Зачастую таким «более широким» дискурсом служил как раз националистический дискурс. Хотя Калхун связывает идею единой публичной сферы (и единой публики) с дискурсом национализма, который представляет нацию в виде единого целого, а дискурсы публик внутри нее в виде «субнациональных» дискурсов (Calhoun
1995a: 242–243), и утверждает, что — в пределе — националистический дискурс, отвергающий идею дифференцированных и гетерогенных публик, может стать «репрессивным не просто для меньшинств, но и для всех граждан» (Calhoun 1995a: 254), такое описание отношений между националистическим дискурсом и публичной сферой все же следует отличать (чего — по крайней мере эксплицитно — не делает Калхун) от действительной исторической практики использования этого дискурса в публичной сфере, так как националистический дискурс не существует независимо публик и не является привилегированным дискурсом какой-то одной из них[95]. В сущности, нет никаких препятствий для того, чтобы множество различных публик, объединяемых не классовой, гендерной, этнической или иной принадлежностью, а общим дискурсом, отстаивало собственные, подчас взаимоисключающие, представления о нации, продолжая тем не менее признавать важность самой категории «нация». Критикуя Калхуна, социологи Джерард Деланти и Патрик О’Махоуни отмечают, что на самом деле «в одном и том же обществе за относительно короткий промежуток времени или даже одновременно дискурс национальной идентичности может использоваться авторитаризмом или демократией, быть принципом, поддерживающим идеи равенства или отличия, или идеологическим предлогом для отрицания равенства и отличия определенных групп» (Delanty, O’Mahony 2002: 78).В этом смысле приводимый Калхуном пример с антиколониальными национализмами, призванный показать «глубокую взаимозависимость формирования культуры, идентичности и политического дискурса» и стать основанием для пересмотра истории и социальной практики европейских национализмов (Calhoun
1995a: 267–268), оказывается весьма неоднозначным.
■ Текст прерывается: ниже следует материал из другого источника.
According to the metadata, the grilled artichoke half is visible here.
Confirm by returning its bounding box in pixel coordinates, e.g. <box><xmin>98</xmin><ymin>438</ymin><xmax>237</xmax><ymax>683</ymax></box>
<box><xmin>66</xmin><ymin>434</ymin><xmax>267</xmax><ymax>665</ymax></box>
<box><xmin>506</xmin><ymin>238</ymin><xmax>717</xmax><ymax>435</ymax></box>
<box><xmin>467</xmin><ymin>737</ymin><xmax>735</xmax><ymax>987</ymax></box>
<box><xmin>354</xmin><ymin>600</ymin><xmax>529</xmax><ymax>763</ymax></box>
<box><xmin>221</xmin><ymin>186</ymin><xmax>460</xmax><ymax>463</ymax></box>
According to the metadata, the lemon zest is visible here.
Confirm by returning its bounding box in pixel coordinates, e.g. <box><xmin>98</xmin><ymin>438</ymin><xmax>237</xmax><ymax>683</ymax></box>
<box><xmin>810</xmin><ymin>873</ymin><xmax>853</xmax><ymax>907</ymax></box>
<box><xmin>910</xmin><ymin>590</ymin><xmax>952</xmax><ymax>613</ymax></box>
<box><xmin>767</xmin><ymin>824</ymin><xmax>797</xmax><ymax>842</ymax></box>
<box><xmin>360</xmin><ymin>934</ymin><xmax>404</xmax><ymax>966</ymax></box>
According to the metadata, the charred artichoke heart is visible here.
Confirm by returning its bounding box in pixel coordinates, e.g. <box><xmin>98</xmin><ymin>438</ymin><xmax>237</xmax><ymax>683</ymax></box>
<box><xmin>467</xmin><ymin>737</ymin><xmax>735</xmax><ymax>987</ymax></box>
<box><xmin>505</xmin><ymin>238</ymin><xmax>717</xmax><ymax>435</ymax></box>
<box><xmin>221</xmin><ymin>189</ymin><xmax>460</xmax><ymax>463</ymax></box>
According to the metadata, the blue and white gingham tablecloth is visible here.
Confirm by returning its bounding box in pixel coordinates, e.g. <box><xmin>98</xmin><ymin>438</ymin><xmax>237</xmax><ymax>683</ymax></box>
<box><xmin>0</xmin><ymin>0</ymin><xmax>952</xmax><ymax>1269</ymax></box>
Показывая, как националистический дискурс «привел элиты к выражению своих требований в терминах более широкой категории народа и попытке установить связи со множеством менее элитарных групп», в результате чего у простых людей появились средства для «мобилизации своих собственных проектов и своих собственных публичных дискурсов, соперничающих с проектами первоначальных националистических элит» (Calhoun 1995a: 269–270), Калхун словно исключает возможность использования националистического дискурса неэлитарными публиками против самих элит, хотя это вовсе не было редкостью, причем не только в антиколониальных национализмах (но в них особенно заметно). Тем более, что, как отмечает Калхун по другому поводу, «сильное национальное устройство „народа“ не только заставляет казаться нелегитимным чужеземное правление, но и позволяет народу утверждать, что его правительство является нелегитимным даже тогда, когда оно в нем нет ничего чужеземного» (с. 160).Рассмотрение исторических примеров борьбы за включение или исключение из нации важно прежде всего потому, что оно позволяет увидеть решающее значение политического участия публик в создании категориальной идентичности «нации». Этот аспект долгое время оставался без внимания социальными и политическими теоретиками, считавшими нации дополитическими сообществами, основанными на общей культуре или культурной идентичности. И в этом отношении позиции участников наиболее заметных дебатов в социальной теории последних полутора десятилетий — между коммунитаристами (либеральными националистами и мультикультуралистами) и космополитами — были не так уж далеки друг от друга: они расходились главным образом в оценке национальной идентичности: положительной — у первых и отрицательной — у вторых. Калхун также принял участие в этих дебатах, но в роли критика, который не занял ни одной из сторон. Для него была очевидна недооценка значения публики у коммунитаристов и его переоценка у космополитов.